What happens, however, when you have a pattern that is four sizes smaller than you actually need? Lengthening or shortening is simply not enough. Every seam needs to be adjusted in order to achieve a good fit.
This is what happened in my own sewing room when I received a pattern through a pattern give-away from Graca Resendes.
She was offering a pattern that would be a wonderful addition to my year-round wardrobe here in South Florida… a wrap skirt, tie blouse, pants in two lengths and a bra top.
I am still not altogether certain when or how I’ll use the bra top but there was never any doubt that the skirt, top and pants would be put to use over and over again.
When Vogue 7305 arrived, I discovered that the largest size on the pattern was literally two sizes smaller than I needed.
Not to worry. I knew what needed to be done and I had all the supplies necessary to do the job. What I didn’t have when the pattern arrived, however, was the time to do it properly.
Rather than get frustrated, I decided to give myself motivation to tackle this job sooner rather than later. I went through my fabric stash and selected the fabrics that I wanted to use to make the skirt and blouse [purple and gold African fabric for the skirt and a floral print fabric for the blouse].

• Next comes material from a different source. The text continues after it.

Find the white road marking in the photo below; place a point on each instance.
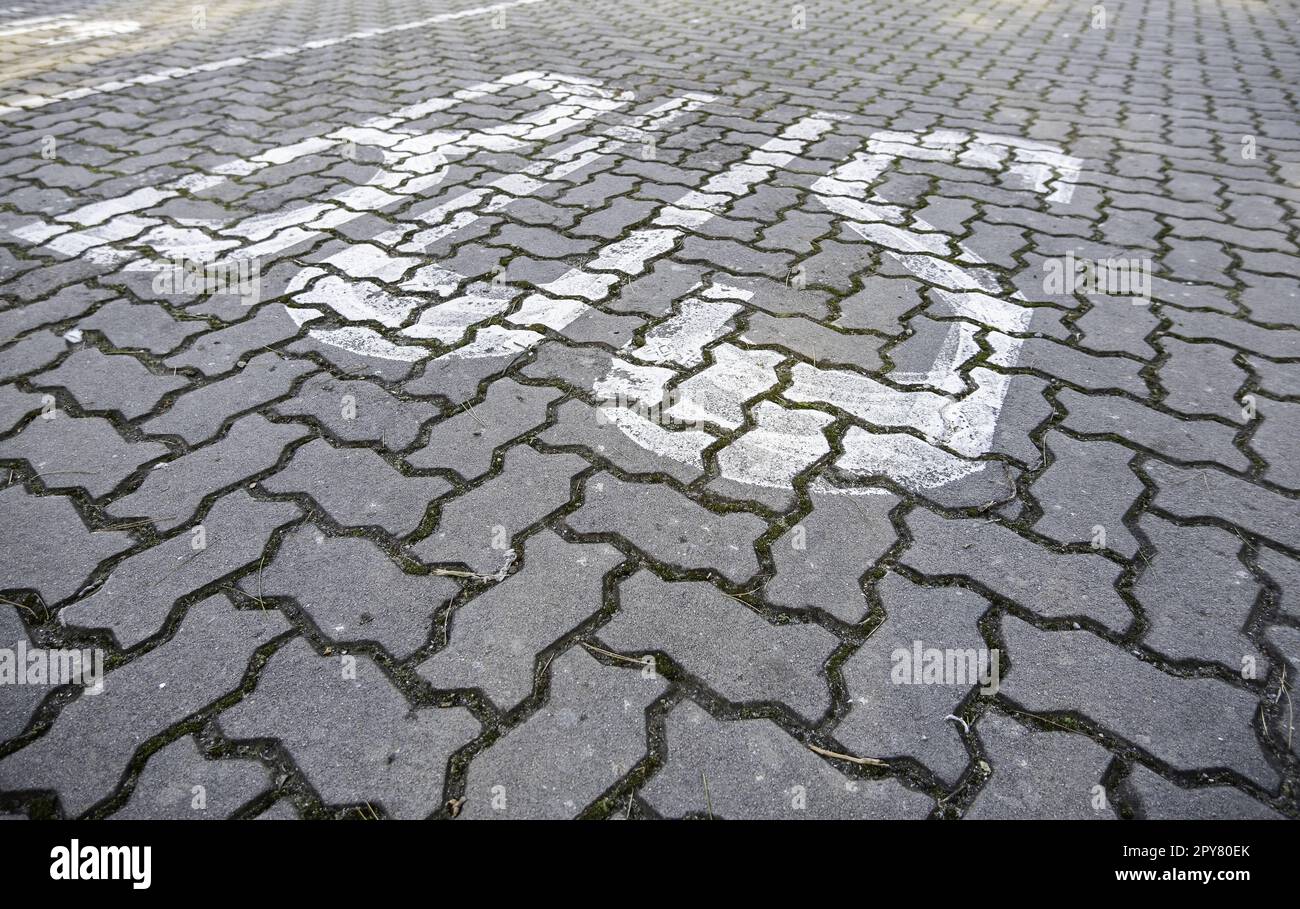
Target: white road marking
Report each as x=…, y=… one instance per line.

I then sealed them in a large plastic bag along with the pattern and put them in my ‘project basket’… a large wicker basket where I stash all my planned sewing projects. When I have time to sew, I pull one of the bags from the basket and go to work.
The first thing I do is gather all the supplies and notions I need to complete the project. With everything at my fingertips, completing the project is as easy and effortless as possible.
Getting Started
Many times, when I am making adjustments to patterns, I simply pin the pattern to the fabric and use chalk to mark the new cutting lines directly onto the fabric. This is a wonderful time saver if you intend to use the modifications only once.
However, since this is a pattern that I know I will be using over and over again, I decided that it would be best for me to take the time to create new pattern pieces.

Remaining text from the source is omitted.